How to match SURF interest points to a database of images - c#

I am using the SURF algorithm in C# (OpenSurf) to get a list of interest points from an image. Each of these interest points contains a vector of descriptors , an x coordinate (int), an y coordinate (int), the scale (float) and the orientation (float).
Now, i want to compare the interest points from one image to a list of images in a database which also have a list of interest points, to find the most similar image. That is: [Image(I.P.)] COMPARETO [List of Images(I.P.)]. => Best match. Comparing the images on an individual basis yields unsatisfactory results.
When searching stackoverflow or other sites, the best solution i have found is to build an FLANN index while at the same time keeping track of where the interest points comes from. But before implementation, I have some questions which puzzle me:
1) When matching images based on their SURF interest points an algorithm I have found does the matching by comparing their distance (x1,y1->x2,y2) with each other and finding the image with the lowest total distance. Are the descriptors or orientation never used when comparing interest points?
2) If the descriptors are used, than how do i compare them? I can't figure out how to compare X vectors of 64 points (1 image) with Y vectors of 64 points (several images) using a indexed tree.
I would really appreciate some help. All the places I have searched or API I found, only support matching one picture to another, but not to match one picture effectively to a list of pictures.

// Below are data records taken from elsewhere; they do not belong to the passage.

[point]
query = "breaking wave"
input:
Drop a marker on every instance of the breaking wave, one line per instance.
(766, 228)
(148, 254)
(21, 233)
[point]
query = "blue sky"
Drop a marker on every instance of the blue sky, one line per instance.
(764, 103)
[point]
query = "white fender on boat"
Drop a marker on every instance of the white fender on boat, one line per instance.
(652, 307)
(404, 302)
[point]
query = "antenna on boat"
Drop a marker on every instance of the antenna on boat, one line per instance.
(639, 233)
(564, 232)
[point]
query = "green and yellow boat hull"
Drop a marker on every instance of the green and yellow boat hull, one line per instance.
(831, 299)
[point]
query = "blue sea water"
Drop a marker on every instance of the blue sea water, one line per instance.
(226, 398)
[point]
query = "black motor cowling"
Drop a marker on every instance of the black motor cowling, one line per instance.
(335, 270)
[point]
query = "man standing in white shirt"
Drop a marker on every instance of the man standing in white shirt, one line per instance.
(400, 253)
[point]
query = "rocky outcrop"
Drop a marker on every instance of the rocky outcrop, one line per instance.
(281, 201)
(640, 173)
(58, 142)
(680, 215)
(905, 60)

There are multiple things here.
In order to know two images are (almost) equal, you have to find the homographic projection of the two such that the projection results in a minimal error between the projected feature locations. Brute-forcing that is possible but not efficient, so a trick is to assume that similar images tend to have the feature locations in the same spot as well (give or take a bit). For example, when stitching images, the image to stitch are usually taken only from a slightly different angle and/or location; even if not, the distances will likely grow ("proportionally") to the difference in orientation.
This means that you can - as a broad phase - select candidate images by finding k pairs of points with minimum spatial distance (the k nearest neighbors) between all pairs of images and perform homography only on these points. Only then you compare the projected point-pairwise spatial distance and sort the images by said distance; the lowest distance implies the best possible match (given the circumstances).
If I'm not mistaken, the descriptors are oriented by the strongest angle in the angle histogram. Theat means you may also decide to take the euclidean (L2) distance of the 64- or 128-dimensional feature descriptors directly to obtain the actual feature-space similarity of two given features and perform homography on the best k candidates. (You will not compare the scale in which the descriptors were found though, because that would defeat the purpose of scale invariance.)
Both options are time consuming and direcly depend on the number of images and features; in other word's: stupid idea.
Approximate Nearest Neighbors
A neat trick is to not use actual distances at all, but approximate distances instead. In other words, you want an approximate nearest neighbor algorithm, and FLANN (although not for .NET) would be one of them.
One key point here is the projection search algorithm. It works like this:
Assuming you want to compare the descriptors in 64-dimensional feature space. You generate a random 64-dimensional vector and normalize it, resulting in an arbitrary unit vector in feature space; let's call it A. Now (during indexing) you form the dot product of each descriptor against this vector. This projects each 64-d vector onto A, resulting in a single, real number a_n. (This value a_n represents the distance of the descriptor along A in relation to A's origin.)
This image I borrowed from this answer on CrossValidated regarding PCA demonstrates it visually; think about the rotation as the result of different random choices of A, where the red dots correspond to the projections (and thus, scalars a_n). The red lines show the error you make by using that approach, this is what makes the search approximate.
You will need A again for search, so you store it. You also keep track of each projected value a_n and the descriptor it came from; furthermore you align each a_n (with a link to its descriptor) in a list, sorted by a_n.
To clarify using another image from here, we're interested in the location of the projected points along the axis A:
The values a_0 .. a_3 of the 4 projected points in the image are approximately sqrt(0.5²+2²)=1.58, sqrt(0.4²+1.1²)=1.17, -0.84 and -0.95, corresponding to their distance to A's origin.
If you now want to find similar images, you do the same: Project each descriptor onto A, resulting in a scalar q (query). Now you go to the position of q in the list and take the k surrounding entries. These are your approximate nearest neighbors. Now take the feature-space distance of these k values and sort by lowest distance - the top ones are your best candidates.
Coming back to the last picture, assume the topmost point is our query. It's projection is 1.58 and it's approximate nearest neighbor (of the four projected points) is the one at 1.17. They're not really close in feature space, but given that we just compared two 64-dimensional vectors using only two values, it's not that bad either.
You see the limits there and, similar projections do not at all require the original values to be close, this will of course result in rather creative matches. To accomodate for this, you simply generate more base vectors B, C, etc. - say n of them - and keep track of a separate list for each. Take the k best matches on all of them, sort that list of k*n 64-dimensional vectors according to their euclidean distance to the query vector, perform homography on the best ones and select the one with the lowest projection error.
The neat part about this is that if you have n (random, normalized) projection axes and want to search in 64-dimensional space, you are simply multiplying each descriptor with a n x 64 matrix, resulting in n scalars.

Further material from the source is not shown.